Dans le cadre de cette démarche, je mets sans cesse en garde la composante békée contre la tentation qu’il y aurait à vouloir balayer d'un revers de main les souffrances des descendants d'esclaves : celles-ci sont profondes et réelles, le temps ne les ayant pas encore effacées, loin de là. Et même si les Békés d'aujourd'hui ne peuvent être tenus pour responsables des crimes de leurs ancêtres, il n'en reste pas moins qu'ils en sont la représentation vivante.
Au lieu de chercher à démontrer que "tout ça" est ancien, que les Africains ont également
participé à ce crime, qu'il faut savoir tourner la page et que l'esclavage perdure toujours de par le monde, je les invite à tenter de comprendre l'Autre, cet Autre qui est notre voisin de tous les jours à la Martinique, et avec qui nous devons vivre ensemble, en acceptant ses souffrances.

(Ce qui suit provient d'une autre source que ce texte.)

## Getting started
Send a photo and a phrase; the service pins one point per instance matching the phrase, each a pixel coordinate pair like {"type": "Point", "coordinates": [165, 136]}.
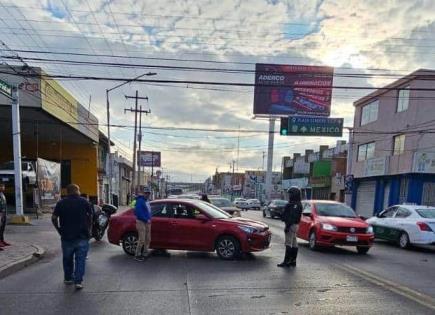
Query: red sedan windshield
{"type": "Point", "coordinates": [213, 211]}
{"type": "Point", "coordinates": [334, 210]}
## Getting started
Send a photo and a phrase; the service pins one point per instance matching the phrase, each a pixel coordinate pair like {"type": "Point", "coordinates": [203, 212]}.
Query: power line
{"type": "Point", "coordinates": [427, 76]}
{"type": "Point", "coordinates": [218, 83]}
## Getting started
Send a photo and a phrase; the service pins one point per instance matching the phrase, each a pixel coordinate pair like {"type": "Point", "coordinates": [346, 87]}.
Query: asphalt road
{"type": "Point", "coordinates": [199, 283]}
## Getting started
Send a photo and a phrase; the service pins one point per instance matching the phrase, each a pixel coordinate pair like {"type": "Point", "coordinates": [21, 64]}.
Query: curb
{"type": "Point", "coordinates": [23, 262]}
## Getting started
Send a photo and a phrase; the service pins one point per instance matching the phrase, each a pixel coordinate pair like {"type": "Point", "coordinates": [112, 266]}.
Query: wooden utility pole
{"type": "Point", "coordinates": [136, 136]}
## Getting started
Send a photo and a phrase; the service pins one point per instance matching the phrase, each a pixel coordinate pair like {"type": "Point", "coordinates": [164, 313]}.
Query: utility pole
{"type": "Point", "coordinates": [108, 126]}
{"type": "Point", "coordinates": [238, 148]}
{"type": "Point", "coordinates": [270, 158]}
{"type": "Point", "coordinates": [264, 154]}
{"type": "Point", "coordinates": [232, 183]}
{"type": "Point", "coordinates": [136, 135]}
{"type": "Point", "coordinates": [16, 136]}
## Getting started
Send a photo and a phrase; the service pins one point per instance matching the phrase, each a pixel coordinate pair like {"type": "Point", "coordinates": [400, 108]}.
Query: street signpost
{"type": "Point", "coordinates": [5, 89]}
{"type": "Point", "coordinates": [311, 126]}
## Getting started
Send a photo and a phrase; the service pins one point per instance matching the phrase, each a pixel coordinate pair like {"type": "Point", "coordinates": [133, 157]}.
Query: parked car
{"type": "Point", "coordinates": [241, 203]}
{"type": "Point", "coordinates": [28, 173]}
{"type": "Point", "coordinates": [275, 208]}
{"type": "Point", "coordinates": [406, 225]}
{"type": "Point", "coordinates": [226, 205]}
{"type": "Point", "coordinates": [254, 204]}
{"type": "Point", "coordinates": [330, 223]}
{"type": "Point", "coordinates": [182, 224]}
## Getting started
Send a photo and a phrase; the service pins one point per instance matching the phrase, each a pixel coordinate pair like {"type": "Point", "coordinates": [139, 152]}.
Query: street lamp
{"type": "Point", "coordinates": [108, 124]}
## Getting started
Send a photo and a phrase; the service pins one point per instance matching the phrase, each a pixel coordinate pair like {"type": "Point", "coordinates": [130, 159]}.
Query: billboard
{"type": "Point", "coordinates": [311, 126]}
{"type": "Point", "coordinates": [48, 174]}
{"type": "Point", "coordinates": [293, 90]}
{"type": "Point", "coordinates": [148, 158]}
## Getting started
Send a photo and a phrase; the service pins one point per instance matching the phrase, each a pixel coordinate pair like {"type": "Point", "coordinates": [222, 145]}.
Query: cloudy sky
{"type": "Point", "coordinates": [368, 42]}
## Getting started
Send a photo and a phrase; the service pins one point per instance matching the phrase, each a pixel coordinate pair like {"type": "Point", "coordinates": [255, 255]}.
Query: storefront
{"type": "Point", "coordinates": [54, 126]}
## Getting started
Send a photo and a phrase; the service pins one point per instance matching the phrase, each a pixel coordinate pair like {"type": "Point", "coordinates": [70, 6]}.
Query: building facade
{"type": "Point", "coordinates": [393, 156]}
{"type": "Point", "coordinates": [320, 175]}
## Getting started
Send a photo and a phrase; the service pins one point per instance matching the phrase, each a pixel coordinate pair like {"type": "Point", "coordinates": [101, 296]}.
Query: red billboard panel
{"type": "Point", "coordinates": [292, 90]}
{"type": "Point", "coordinates": [148, 158]}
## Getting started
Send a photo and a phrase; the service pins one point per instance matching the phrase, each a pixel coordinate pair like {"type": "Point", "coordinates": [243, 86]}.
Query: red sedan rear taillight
{"type": "Point", "coordinates": [424, 227]}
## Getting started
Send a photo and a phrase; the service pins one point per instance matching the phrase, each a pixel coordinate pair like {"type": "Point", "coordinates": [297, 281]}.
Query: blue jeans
{"type": "Point", "coordinates": [75, 250]}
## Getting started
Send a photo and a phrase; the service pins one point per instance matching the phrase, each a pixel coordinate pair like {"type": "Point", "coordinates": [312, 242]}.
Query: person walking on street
{"type": "Point", "coordinates": [72, 218]}
{"type": "Point", "coordinates": [142, 210]}
{"type": "Point", "coordinates": [291, 217]}
{"type": "Point", "coordinates": [3, 213]}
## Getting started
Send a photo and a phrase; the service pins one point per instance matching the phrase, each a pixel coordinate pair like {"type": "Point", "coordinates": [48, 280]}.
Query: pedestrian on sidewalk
{"type": "Point", "coordinates": [3, 213]}
{"type": "Point", "coordinates": [72, 218]}
{"type": "Point", "coordinates": [142, 210]}
{"type": "Point", "coordinates": [291, 217]}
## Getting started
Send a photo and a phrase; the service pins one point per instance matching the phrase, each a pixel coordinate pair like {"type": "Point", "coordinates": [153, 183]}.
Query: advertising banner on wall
{"type": "Point", "coordinates": [293, 90]}
{"type": "Point", "coordinates": [375, 167]}
{"type": "Point", "coordinates": [424, 162]}
{"type": "Point", "coordinates": [48, 175]}
{"type": "Point", "coordinates": [149, 158]}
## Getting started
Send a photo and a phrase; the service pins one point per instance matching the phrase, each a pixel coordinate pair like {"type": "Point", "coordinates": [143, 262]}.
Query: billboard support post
{"type": "Point", "coordinates": [16, 136]}
{"type": "Point", "coordinates": [270, 157]}
{"type": "Point", "coordinates": [348, 197]}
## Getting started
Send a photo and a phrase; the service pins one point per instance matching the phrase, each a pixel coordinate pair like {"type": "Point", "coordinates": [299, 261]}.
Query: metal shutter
{"type": "Point", "coordinates": [365, 198]}
{"type": "Point", "coordinates": [428, 197]}
{"type": "Point", "coordinates": [386, 194]}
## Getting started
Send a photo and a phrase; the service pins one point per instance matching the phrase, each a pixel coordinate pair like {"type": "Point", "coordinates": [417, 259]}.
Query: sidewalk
{"type": "Point", "coordinates": [29, 243]}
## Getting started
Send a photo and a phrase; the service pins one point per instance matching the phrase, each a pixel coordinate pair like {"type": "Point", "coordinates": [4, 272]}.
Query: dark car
{"type": "Point", "coordinates": [183, 224]}
{"type": "Point", "coordinates": [275, 208]}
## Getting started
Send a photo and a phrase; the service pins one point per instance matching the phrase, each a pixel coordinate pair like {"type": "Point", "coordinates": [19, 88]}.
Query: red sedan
{"type": "Point", "coordinates": [329, 223]}
{"type": "Point", "coordinates": [192, 225]}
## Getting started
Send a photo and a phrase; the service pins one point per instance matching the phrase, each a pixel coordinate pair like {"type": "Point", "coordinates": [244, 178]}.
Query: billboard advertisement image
{"type": "Point", "coordinates": [293, 90]}
{"type": "Point", "coordinates": [149, 158]}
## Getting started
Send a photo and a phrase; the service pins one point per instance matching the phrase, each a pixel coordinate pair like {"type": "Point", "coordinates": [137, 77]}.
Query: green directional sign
{"type": "Point", "coordinates": [311, 126]}
{"type": "Point", "coordinates": [5, 89]}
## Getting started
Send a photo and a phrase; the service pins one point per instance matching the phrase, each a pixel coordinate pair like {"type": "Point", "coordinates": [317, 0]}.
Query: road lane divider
{"type": "Point", "coordinates": [389, 285]}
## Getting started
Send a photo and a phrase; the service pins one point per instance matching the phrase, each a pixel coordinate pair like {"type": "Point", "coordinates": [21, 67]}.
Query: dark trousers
{"type": "Point", "coordinates": [74, 259]}
{"type": "Point", "coordinates": [2, 225]}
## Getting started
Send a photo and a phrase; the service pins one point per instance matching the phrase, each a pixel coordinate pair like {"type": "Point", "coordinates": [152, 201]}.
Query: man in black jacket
{"type": "Point", "coordinates": [291, 217]}
{"type": "Point", "coordinates": [72, 218]}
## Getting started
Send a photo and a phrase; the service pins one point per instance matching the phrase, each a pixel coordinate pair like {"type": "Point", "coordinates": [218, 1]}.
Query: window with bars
{"type": "Point", "coordinates": [399, 144]}
{"type": "Point", "coordinates": [369, 112]}
{"type": "Point", "coordinates": [403, 99]}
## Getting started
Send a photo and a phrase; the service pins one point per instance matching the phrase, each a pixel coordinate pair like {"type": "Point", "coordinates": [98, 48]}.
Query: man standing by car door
{"type": "Point", "coordinates": [142, 210]}
{"type": "Point", "coordinates": [291, 217]}
{"type": "Point", "coordinates": [72, 218]}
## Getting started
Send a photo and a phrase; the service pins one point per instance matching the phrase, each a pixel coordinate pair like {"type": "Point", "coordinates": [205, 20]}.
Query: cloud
{"type": "Point", "coordinates": [357, 37]}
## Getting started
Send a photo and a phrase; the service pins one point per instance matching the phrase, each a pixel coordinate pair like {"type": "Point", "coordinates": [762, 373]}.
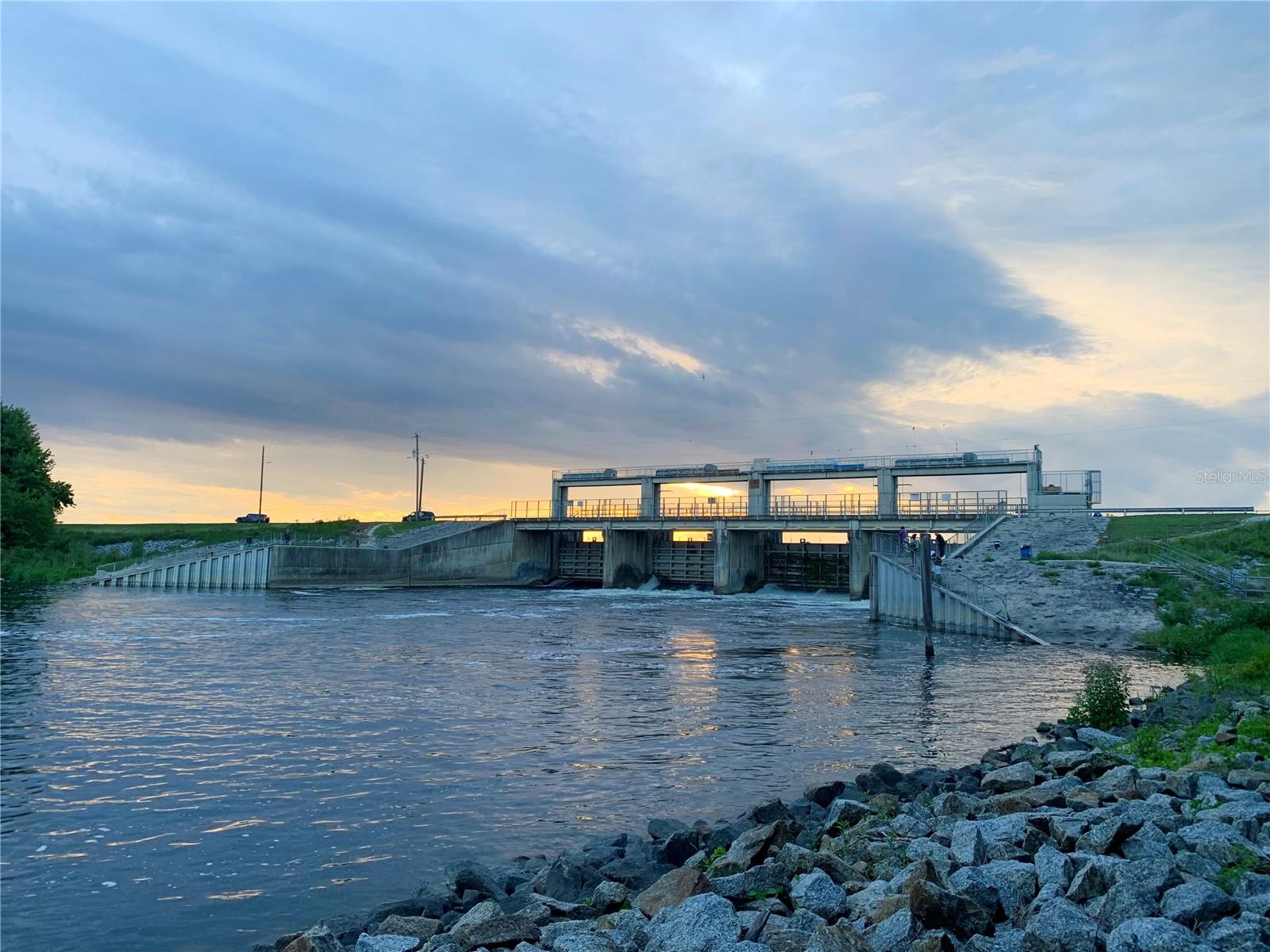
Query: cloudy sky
{"type": "Point", "coordinates": [562, 235]}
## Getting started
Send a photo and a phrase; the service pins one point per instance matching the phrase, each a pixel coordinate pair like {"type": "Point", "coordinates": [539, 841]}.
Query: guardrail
{"type": "Point", "coordinates": [183, 555]}
{"type": "Point", "coordinates": [949, 505]}
{"type": "Point", "coordinates": [1237, 582]}
{"type": "Point", "coordinates": [1179, 511]}
{"type": "Point", "coordinates": [784, 467]}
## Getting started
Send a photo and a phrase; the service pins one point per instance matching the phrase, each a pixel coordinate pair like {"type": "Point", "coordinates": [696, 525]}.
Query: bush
{"type": "Point", "coordinates": [1104, 701]}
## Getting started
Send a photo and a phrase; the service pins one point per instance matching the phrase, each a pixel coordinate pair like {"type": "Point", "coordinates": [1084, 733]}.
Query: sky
{"type": "Point", "coordinates": [569, 235]}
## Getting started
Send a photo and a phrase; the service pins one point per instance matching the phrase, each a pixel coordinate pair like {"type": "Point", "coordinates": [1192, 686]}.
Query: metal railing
{"type": "Point", "coordinates": [162, 560]}
{"type": "Point", "coordinates": [698, 473]}
{"type": "Point", "coordinates": [945, 577]}
{"type": "Point", "coordinates": [1237, 582]}
{"type": "Point", "coordinates": [925, 505]}
{"type": "Point", "coordinates": [979, 524]}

L’association “Tous Créoles !” à laquelle j’ai le très grand honneur de contribuer, participe
totalement à cette démarche, et se donne pour ambition de contribuer à l'édification d'une
communauté martiniquaise apaisée et affranchie de tout sectarisme, et d'oeuvrer afin de
permettre aux composantes de cette communauté d’apprendre à mieux se connaître et à se
respecter, ceci dans leurs différentes singularités.
Et pour m’encourager à forcer le pas dans cette voie, je garde en mémoire ce message d’Aimé
CÉSAIRE à mon intention, qui me disait : “Vous êtes Béké ? Moi, je suis Nègre ! Et alors ?
Donnons-nous la main, et marchons dans la même direction.”
Merci de votre très cordiale attention.